18.3.1 RuThes General Structure
In the construction of RuThes, both popular paradigms for computer thesauri were used: concept-based units, a small set of relation types, and rules for including multiword expressions
as in information retrieval
thesauri; language-motivated units, detailed sets of synonyms, and description of ambiguous words as in wordnets
. Also, some issues of ontology research—for example, concepts as main units, strictness of relation description, necessity for many-step inference—are accounted for (Guarino
1998,
2009).
RuThes is a hierarchical network of concepts. Each concept has a name, relations with other concepts, and a set of language expressions (words, phrases, terms) whose meanings correspond to the concept. The whole set of RuThes’ concepts is subdivided into general lexicon
and sociopolitical thesaurus.
General Lexicon comprises general concepts and words that can be met in various specific domains such as
sozdanie (creation),
udalit’ (remove),
uslovnye (conditional).
Sociopolitical Thesaurus contains thematically oriented lexemes and multiword expressions
as well as domain-specific terms of the broad sociopolitical domain. The whole RuThes thesaurus includes more than 60,000 concepts and more than 200,000 Russian text entries (words and expressions). The published version of RuThes for use in noncommercial applications includes 110,000 text entries (RuThes
2019).
The
sociopolitical domain is the domain of problems, relationships, and situations of the contemporary society (Loukachevitch and Dobrov
2015). Subdomains of the sociopolitical domain are themselves large domains such as economics, law, or international relations, each with its own terminology. However, the specific feature of the sociopolitical domain (and its subdomains) is that most domain terms are known to nonprofessionals. Here, in the sociopolitical domain, the general language and domain terminologies adjoin and mix with each other. At present, the RuThes sociopolitical thesaurus includes terminology from such domains as politics, elections, sociology, demography, social security, civil and criminal law, the court system, banking, security, economics (including macroeconomics, industry, agriculture, and transport), ecology, accidents, sports, culture, and others.
18.3.2 RuThes Units
The RuThes thesaurus is a hierarchy of concepts viewed as units of thought. A concept is associated with the set of language expressions that refer to it in texts. This approach is similar to approaches of traditional information retrieval
construction (NISO
2005). In most cases, concepts should have denotational distinctions from related concepts. Such distinctions can be expressed in a specific set of relationships or associated language expressions:
text entries.
Words and phrases whose meanings refer to the same concepts represented in the thesaurus are called ontological synonyms. Ontological synonyms can comprise sense-related words belonging to different parts of speech (i.e., privatizaciâ [privatization] vs. privatizirovat’ [to privatize]); in contrast to traditional terminological resources and information retrieval thesauri that contain mainly nouns or noun phrases. A thesaurus for automatic document processing should contain various types of language units. Also, language expressions relating to different linguistic styles, technical terms, and lexical units can be presented as ontological synonyms related to the same concept. For example, the concept Oil industry has the following text entries: neftânaâ promyšlennost’ (oil industry)—neutral, neftânka—slang, nefteprom—abbreviation. Compositional multiword expressions may be included into synonymic sets as well. Each concept should have a clear, univocal, and concise name. Such names often help to express and delimit the denotational scope of the concept. In addition, the concepts’ names can be used in the analysis of the results of automatic document analysis, for example in visualization of trends or as cluster names.

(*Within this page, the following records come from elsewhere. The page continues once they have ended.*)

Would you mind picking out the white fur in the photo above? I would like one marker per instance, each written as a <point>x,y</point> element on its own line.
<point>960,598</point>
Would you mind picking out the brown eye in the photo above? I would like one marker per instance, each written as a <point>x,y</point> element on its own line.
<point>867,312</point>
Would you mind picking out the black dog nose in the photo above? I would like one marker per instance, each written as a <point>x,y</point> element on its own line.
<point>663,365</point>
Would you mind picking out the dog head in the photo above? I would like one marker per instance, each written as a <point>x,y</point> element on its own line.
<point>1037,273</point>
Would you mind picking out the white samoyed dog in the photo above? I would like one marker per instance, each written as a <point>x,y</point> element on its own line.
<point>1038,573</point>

Ontological synonyms, variants of lexical units, and technical terms (Nazarenko and Zargayouna
2009) are collected specially. After a concept has been introduced, an expert searches for all possible synonyms or orthographic variants, single words, and phrases that can be associated with it. These synonymic sets can also include multiple variants of the references to the same concept. For example, the concept
Ohrana prirody (Nature protection) is associated with almost 50 different text entries in Russian, for example
zaŝita prirody (defense of nature)
, sohranenie prirody (maintenance of nature),
zaŝiŝat’ prirodu (to protect nature),
sohranât’ prirodu (to maintain nature), and others. These variants are useful to describe in the thesaurus because they directly refer to their concept. Besides, multiword term variants often contain ambiguous words within themselves. Thus, the inclusion of such term variants decreases the overall lexical ambiguity and facilitates disambiguation
. All variants are collected during the analysis of real texts, usually news articles, legislative acts, or domain-specific documents.

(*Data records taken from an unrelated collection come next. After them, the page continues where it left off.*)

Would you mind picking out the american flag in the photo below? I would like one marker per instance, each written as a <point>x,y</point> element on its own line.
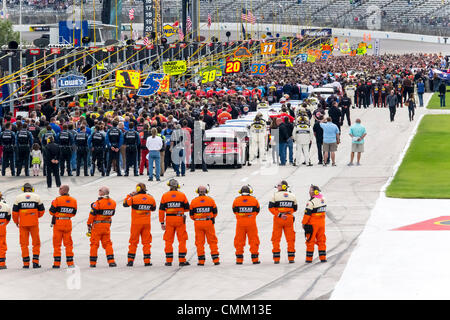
<point>248,16</point>
<point>188,24</point>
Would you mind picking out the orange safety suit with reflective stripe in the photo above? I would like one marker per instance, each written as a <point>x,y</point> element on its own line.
<point>63,209</point>
<point>283,205</point>
<point>315,216</point>
<point>99,223</point>
<point>5,217</point>
<point>203,211</point>
<point>246,208</point>
<point>27,210</point>
<point>171,212</point>
<point>142,205</point>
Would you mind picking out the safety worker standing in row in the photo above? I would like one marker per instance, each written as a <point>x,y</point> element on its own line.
<point>258,138</point>
<point>203,211</point>
<point>5,217</point>
<point>314,224</point>
<point>246,208</point>
<point>172,207</point>
<point>99,226</point>
<point>63,209</point>
<point>27,210</point>
<point>283,205</point>
<point>142,205</point>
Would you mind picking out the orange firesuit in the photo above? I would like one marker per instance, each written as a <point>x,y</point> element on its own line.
<point>314,216</point>
<point>171,212</point>
<point>283,205</point>
<point>99,223</point>
<point>142,204</point>
<point>246,208</point>
<point>63,208</point>
<point>203,211</point>
<point>5,217</point>
<point>27,210</point>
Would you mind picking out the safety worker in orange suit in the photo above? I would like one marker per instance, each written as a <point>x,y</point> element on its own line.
<point>27,210</point>
<point>142,204</point>
<point>283,205</point>
<point>173,221</point>
<point>5,217</point>
<point>314,224</point>
<point>246,208</point>
<point>63,209</point>
<point>99,226</point>
<point>203,211</point>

In fact, the introduction of such a concept as
Nature protection corresponds more to information retrieval
thesauri than wordnets
, because one of the important principles of WordNet-like resources is to include single words and lexicalized phrases into synsets (Bentivogli and Pianta
2004; Maziarz and Piasecki
2018). The phrase
nature protection seems compositional, but the concept
Nature protection is significant for the contemporary life of the society and it has relations with other important concepts of the sociopolitical domain.

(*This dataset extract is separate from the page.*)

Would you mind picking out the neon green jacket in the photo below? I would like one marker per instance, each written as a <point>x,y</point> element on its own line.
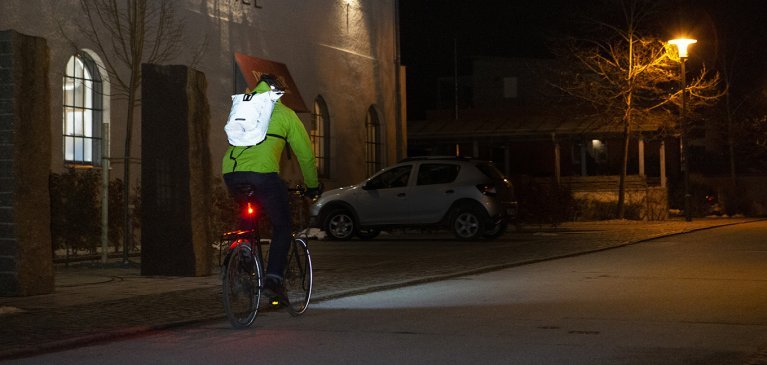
<point>265,156</point>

As can be seen, one of the difficult issues in developing application-oriented resources, such as wordnets
or information retrieval
thesauri is the inclusion of units (synsets or descriptors) based on the senses of multiword expressions
, for example noun compounds (Bentivogli and Pianta
2004). Manuals and standards for information retrieval
thesaurus development provide detailed principles for multiword term selection (NISO
2005; Aitchinson and Gilchrist
1987). In RuThes, the introduction of concepts based on multiword expressions
is not restricted but encouraged if this concept adds some new information to the knowledge described in the thesaurus (Loukachevitch and Lashevich
2016).
18.3.3 RuThes Relations
Conceptual relations in the thesaurus may be utilized for several purposes, including query expansion in information retrieval, clustering related concepts mentioned in a text as a basis for better recognition of the main theme and subthemes in the document, and disambiguation of ambiguous terms and lexical units. Working with such a broad scope of concepts, we utilize a set of relations that can be applied to concepts in various domains, in contrast to domain-dependent relations.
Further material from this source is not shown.